Application of the geomechanical facies approach and comparison of exploration and evaluation methods used at Soultz-sous-Forts (France) and Spa Urach (Germany) geothermal sites

Earth-reservoirs are increasingly exploited today with the extraction of resources, such as heat and hydrocarbons, and the large-scale emplacement of waste, such as CO2 sequestration. The characterization, site investigation, predictive modeling and long-term monitoring are dependent on the processes being investigated and modeled. In most cases complex coupled processes have to be addressed in a geologically complex rock mass system. In this paper we present a conceptual holistic framework known as geomechanical facies linking all the scales of investigation, characterization and reservoir development methods. We demonstrate this concept on the work undertaken during the design and development of the enhanced geothermal systems (EGS) systems at the forefront of European Hot-Dry-Rock (HDR) technology, Soultz-sous-Forts (France) and Spa Urach (Germany). Soultz-sous-Forts is situated within granitic rocks and an active tectonic graben system in the central part of the Rhine Graben. It presents conditions of lithology, temperature, stress, hydraulics and geochemistry that are very different from those at Spa Urach, located in a very dense gneiss formation in the South German crystalline complex. Spa Urach exhibits more elastic behavior and is set tectonically within an almost inactive strike-slip stress field described in more detail in Sects. Drill core analysis and Hydraulic stimulation at Spa Urach. This paper compares the exploration and field development methods used at these two sites against the back drop of the geomechanical facies concept.

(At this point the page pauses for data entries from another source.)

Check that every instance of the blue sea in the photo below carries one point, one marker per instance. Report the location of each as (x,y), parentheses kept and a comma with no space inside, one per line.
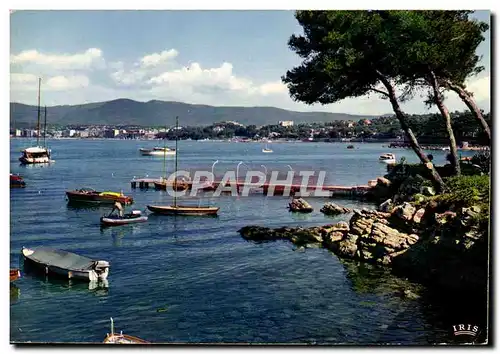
(195,279)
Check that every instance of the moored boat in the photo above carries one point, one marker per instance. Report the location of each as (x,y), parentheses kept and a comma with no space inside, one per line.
(388,158)
(131,218)
(15,274)
(37,154)
(34,155)
(65,264)
(157,151)
(179,209)
(183,210)
(114,338)
(17,181)
(89,195)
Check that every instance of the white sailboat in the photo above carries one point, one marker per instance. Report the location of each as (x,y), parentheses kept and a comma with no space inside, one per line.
(37,154)
(267,150)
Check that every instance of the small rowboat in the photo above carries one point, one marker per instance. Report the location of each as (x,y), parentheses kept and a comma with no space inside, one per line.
(183,210)
(157,151)
(113,338)
(89,195)
(15,274)
(130,218)
(17,181)
(65,264)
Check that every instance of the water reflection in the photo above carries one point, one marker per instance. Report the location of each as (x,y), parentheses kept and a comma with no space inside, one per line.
(372,279)
(15,293)
(61,285)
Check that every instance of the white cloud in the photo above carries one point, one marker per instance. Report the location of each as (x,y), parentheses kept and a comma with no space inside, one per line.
(21,78)
(155,59)
(59,83)
(160,76)
(276,87)
(195,77)
(77,61)
(480,87)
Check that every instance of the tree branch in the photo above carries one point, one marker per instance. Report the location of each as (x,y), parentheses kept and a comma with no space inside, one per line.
(380,91)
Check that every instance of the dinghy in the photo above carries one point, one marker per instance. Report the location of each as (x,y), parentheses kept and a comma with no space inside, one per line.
(130,218)
(113,338)
(65,264)
(89,195)
(183,210)
(15,274)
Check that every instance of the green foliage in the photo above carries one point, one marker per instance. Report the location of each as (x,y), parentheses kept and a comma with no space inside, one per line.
(466,191)
(483,160)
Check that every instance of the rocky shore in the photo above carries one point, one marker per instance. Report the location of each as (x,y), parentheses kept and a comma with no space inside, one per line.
(424,243)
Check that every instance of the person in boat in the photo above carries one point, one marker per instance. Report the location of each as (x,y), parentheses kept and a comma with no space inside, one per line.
(119,208)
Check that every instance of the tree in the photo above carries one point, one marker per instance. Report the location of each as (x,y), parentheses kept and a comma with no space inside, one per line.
(447,43)
(439,44)
(350,54)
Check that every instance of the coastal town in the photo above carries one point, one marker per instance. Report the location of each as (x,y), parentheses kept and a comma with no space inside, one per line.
(381,129)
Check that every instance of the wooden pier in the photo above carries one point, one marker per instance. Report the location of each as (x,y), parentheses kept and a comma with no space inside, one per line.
(265,189)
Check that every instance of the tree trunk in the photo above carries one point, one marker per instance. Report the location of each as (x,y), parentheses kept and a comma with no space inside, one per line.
(436,178)
(455,161)
(470,103)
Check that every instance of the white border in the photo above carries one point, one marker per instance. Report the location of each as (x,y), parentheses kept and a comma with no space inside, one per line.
(179,4)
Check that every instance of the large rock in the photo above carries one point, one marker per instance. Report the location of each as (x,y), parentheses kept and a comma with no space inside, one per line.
(300,205)
(334,209)
(418,215)
(382,181)
(404,211)
(386,206)
(427,191)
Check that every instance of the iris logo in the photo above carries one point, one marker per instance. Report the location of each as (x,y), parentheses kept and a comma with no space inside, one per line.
(467,330)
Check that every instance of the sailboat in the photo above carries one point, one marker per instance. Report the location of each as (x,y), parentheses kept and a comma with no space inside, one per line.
(267,149)
(181,209)
(37,154)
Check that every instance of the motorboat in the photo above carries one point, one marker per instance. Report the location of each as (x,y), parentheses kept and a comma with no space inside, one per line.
(114,338)
(54,262)
(89,195)
(388,158)
(157,151)
(17,181)
(14,274)
(130,218)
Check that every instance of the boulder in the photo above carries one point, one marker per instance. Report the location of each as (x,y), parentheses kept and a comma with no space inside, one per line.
(404,211)
(347,247)
(427,191)
(386,206)
(418,215)
(382,181)
(334,209)
(300,205)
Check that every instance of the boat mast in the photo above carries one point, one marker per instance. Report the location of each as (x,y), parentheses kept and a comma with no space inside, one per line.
(165,157)
(176,154)
(45,128)
(38,120)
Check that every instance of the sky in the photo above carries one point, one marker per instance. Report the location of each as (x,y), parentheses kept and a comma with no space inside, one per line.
(221,58)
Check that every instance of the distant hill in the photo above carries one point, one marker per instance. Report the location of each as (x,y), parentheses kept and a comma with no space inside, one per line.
(157,113)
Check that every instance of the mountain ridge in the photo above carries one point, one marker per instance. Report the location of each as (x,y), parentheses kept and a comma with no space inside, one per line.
(157,113)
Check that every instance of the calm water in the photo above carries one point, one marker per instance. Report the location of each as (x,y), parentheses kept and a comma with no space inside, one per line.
(177,279)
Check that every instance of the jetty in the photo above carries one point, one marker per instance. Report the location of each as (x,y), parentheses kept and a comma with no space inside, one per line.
(275,189)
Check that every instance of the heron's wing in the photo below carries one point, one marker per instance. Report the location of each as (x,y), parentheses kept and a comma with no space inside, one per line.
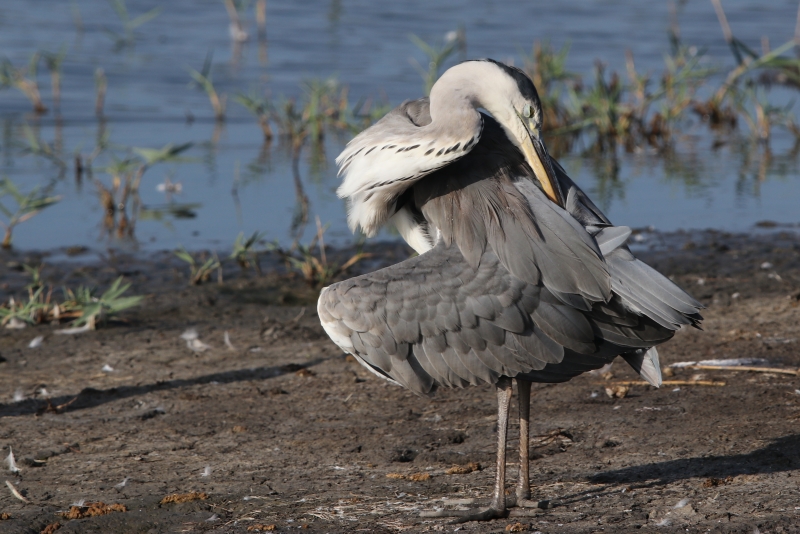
(388,157)
(642,289)
(433,319)
(488,201)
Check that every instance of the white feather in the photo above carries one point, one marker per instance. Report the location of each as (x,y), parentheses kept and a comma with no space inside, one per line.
(11,462)
(413,233)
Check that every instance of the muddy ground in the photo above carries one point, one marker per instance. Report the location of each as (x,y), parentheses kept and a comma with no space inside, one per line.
(283,432)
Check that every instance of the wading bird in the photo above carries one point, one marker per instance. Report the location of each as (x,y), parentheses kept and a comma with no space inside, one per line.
(519,275)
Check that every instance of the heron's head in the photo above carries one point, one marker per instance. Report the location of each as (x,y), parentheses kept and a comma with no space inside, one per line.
(510,96)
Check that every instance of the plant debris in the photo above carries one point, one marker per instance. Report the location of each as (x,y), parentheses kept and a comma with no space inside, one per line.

Issues addressed include the key parameters for flow and heat transport properties, coupled hydro-mechanical process identification, the success of the HDR reservoir as a heat exchanger and exploration techniques applicable to the different facies. Identification of the key geomechanical facies gives an indication as to which technologies will prove more efficient in the application of HDR technology. The results of this study will hopefully help in developing heat recovery schemes for the long-term economical operation of future HDR plants and EGS as well as assist in the understanding of engineered geosystems.